これは僕と彼女の軌道
 辿り着いた海にはそれなりの人で賑わっている。

 龍也は砂浜から沖の方まで眺める。海から上がって来た風は塩辛い香りがする。

「流石は夏本番。みんな考えることは同じだなー」

「でも、海綺麗だねー」

 太陽の光を反射する海に、暦さんの目も輝いている。海よりも彼女の方が綺麗だなと自然に思ってしまう。いつの間にか彼女中心の思考回路に変換された自分はもうダメかもしれない。四六時中、暦さんのことで頭がいっぱいだ。

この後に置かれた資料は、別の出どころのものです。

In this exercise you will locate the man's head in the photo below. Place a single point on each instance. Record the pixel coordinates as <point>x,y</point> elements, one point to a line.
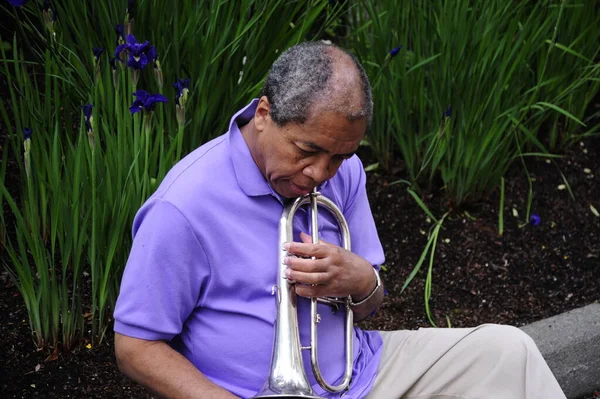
<point>313,112</point>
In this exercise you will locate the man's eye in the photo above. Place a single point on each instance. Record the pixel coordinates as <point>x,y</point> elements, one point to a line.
<point>306,152</point>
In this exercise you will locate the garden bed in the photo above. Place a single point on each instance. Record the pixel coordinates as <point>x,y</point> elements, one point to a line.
<point>529,273</point>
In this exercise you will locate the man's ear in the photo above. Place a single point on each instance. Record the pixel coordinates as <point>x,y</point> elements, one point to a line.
<point>262,114</point>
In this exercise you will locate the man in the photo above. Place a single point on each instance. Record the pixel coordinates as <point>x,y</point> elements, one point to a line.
<point>195,317</point>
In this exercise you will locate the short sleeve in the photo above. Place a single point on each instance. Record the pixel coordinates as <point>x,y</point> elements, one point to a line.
<point>357,211</point>
<point>164,276</point>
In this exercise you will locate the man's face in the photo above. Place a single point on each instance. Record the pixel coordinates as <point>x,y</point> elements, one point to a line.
<point>296,158</point>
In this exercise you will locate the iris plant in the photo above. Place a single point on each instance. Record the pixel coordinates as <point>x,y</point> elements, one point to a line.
<point>49,17</point>
<point>394,52</point>
<point>129,15</point>
<point>89,120</point>
<point>27,132</point>
<point>181,97</point>
<point>18,3</point>
<point>97,53</point>
<point>140,55</point>
<point>146,102</point>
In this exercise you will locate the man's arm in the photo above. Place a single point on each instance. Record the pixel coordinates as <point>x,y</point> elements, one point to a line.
<point>164,371</point>
<point>364,310</point>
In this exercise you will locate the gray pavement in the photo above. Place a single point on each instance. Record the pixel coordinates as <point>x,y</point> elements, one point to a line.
<point>570,343</point>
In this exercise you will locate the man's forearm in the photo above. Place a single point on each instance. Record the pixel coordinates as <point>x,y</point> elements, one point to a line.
<point>366,309</point>
<point>164,371</point>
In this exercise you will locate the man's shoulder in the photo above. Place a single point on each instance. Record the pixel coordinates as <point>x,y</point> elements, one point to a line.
<point>350,174</point>
<point>204,170</point>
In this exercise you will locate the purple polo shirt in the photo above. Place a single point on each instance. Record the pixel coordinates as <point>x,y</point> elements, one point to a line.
<point>204,261</point>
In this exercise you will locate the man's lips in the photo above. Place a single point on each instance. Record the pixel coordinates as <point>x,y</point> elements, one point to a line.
<point>300,190</point>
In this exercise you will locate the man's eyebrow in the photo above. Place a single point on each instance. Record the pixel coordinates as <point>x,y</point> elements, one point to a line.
<point>316,147</point>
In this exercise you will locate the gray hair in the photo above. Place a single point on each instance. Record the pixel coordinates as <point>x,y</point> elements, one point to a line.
<point>301,78</point>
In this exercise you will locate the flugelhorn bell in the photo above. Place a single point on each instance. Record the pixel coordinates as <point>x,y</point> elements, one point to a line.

「それでは皆様。帰りの時間になりましたら迎えに来ますので、有意義な時間をお過ごしください」

「うん。ありがとう」

 僕らを送り届けたリムジンは走り去る。

「さて、レジャーシート敷く場所でも探そう」

「そしたら、着替えて海だな」

「あれ?何で海にいるんだっけ」

 暦さんはきょろきょろと周囲を見渡す。

「「…」」

 彼女が溢した言葉に僕らは黙する。

 しばらく会ってなかったからか、改めて実感した。彼女の背負っているものの残酷さを。

 海に行く計画を立てているとき、ウキウキとしていた。でも、それすらも彼女は忘れてしまう。

 龍也もようやく理解したようだ。滅多なことでは落ち込んだりしないのに、暗い表情をしている。

「暦ちゃん…」

 龍也は重くなった口を開き「今日は目いっぱい楽しもう!歩もいい1日にしような!」と声を張り上げる。

 龍也の言葉には前向きな思考が感じ取れた。彼女は様々なことを買われてしまうが、すべてを打ち忘れるわけではない。少しでも覚えていられるように、色濃い1日にしよう。

 僕も意気込んで「さあ、早くビーチへ行こう!」と暦さんを見つめた。

 少しぼんやりとした様子だったが、しばらくしたにっこりと笑う。

 その微笑みに愛おしいという感情が込み上げた。